Panama Papers : silence gêné au royaume chérifien

Alors que l’onde de choc ne s’est pas assagie à l’international faisant valser nombre de personnalités publiques, au Maroc la censure et l’autocensure sur le volet local de l’affaire renseignent sur le climat délétère qui règne au sein de la classe politique, de la société civile et des médias.

Plusieurs pays ont ouvert des enquêtes pour blanchiment dans la foulée des révélations de l’enquête journalistique dite des Panama papers, qui lève le voile sur un vaste système de transactions offshore impliquant pêle-mêle des dirigeants politiques, des hommes d’affaires et des sportifs de renom.


La « plus grosse fuite d’informations jamais exploitée par des médias » est un tremblement de terre dans la sphère politique internationale. Au moins 143 responsables politiques de 50 pays différents, dont 12 chefs d’Etat, sont impliqués. L’enquête rend publique l’identité des clients de Mossack Fonseca, une firme panaméenne chargée de créer et de domicilier des sociétés basées dans des paradis fiscaux.

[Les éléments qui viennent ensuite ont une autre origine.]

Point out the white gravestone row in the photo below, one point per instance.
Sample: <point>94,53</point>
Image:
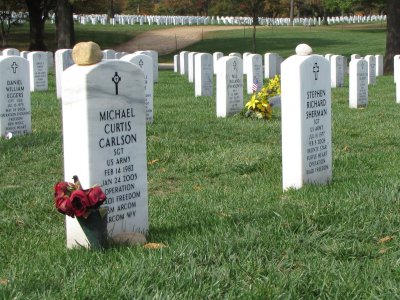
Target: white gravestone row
<point>145,63</point>
<point>358,83</point>
<point>337,71</point>
<point>105,104</point>
<point>63,60</point>
<point>204,77</point>
<point>38,71</point>
<point>229,86</point>
<point>15,99</point>
<point>371,69</point>
<point>254,73</point>
<point>306,120</point>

La justice française a ouvert une enquête pour « blanchiment de fraudes fiscales aggravées ». En Espagne, la justice mais aussi le fisc ont ouvert des enquêtes. Idem aux Pays Bas où le fisc a promis de s’intéresser aux possibles cas d’évasion fiscale. L’Australie a lancé des investigations sur 800 clients du cabinet panaméen. En Islande, le premier ministre dont le nom est apparu parmi les clients de Mossack Fonseca a été poussé à la démission… Pendant ce temps là, un silence troublant règne au Maroc, où la première fuite a levé le voile sur deux sociétés offshore gérées par Mounir Majidi, le secrétaire particulier du roi Mohammed VI.

Contre-pouvoirs paralysés

Aucune réaction officielle n’est venue des ministres de la Justice, de l’Economie et des Finances ou des responsables des administrations concernées. Ni de la part de l’Office des changes et de la direction générale des impôts, notamment. Le message est sans appel  :« Circulez, il n’y a rien à voir ! ».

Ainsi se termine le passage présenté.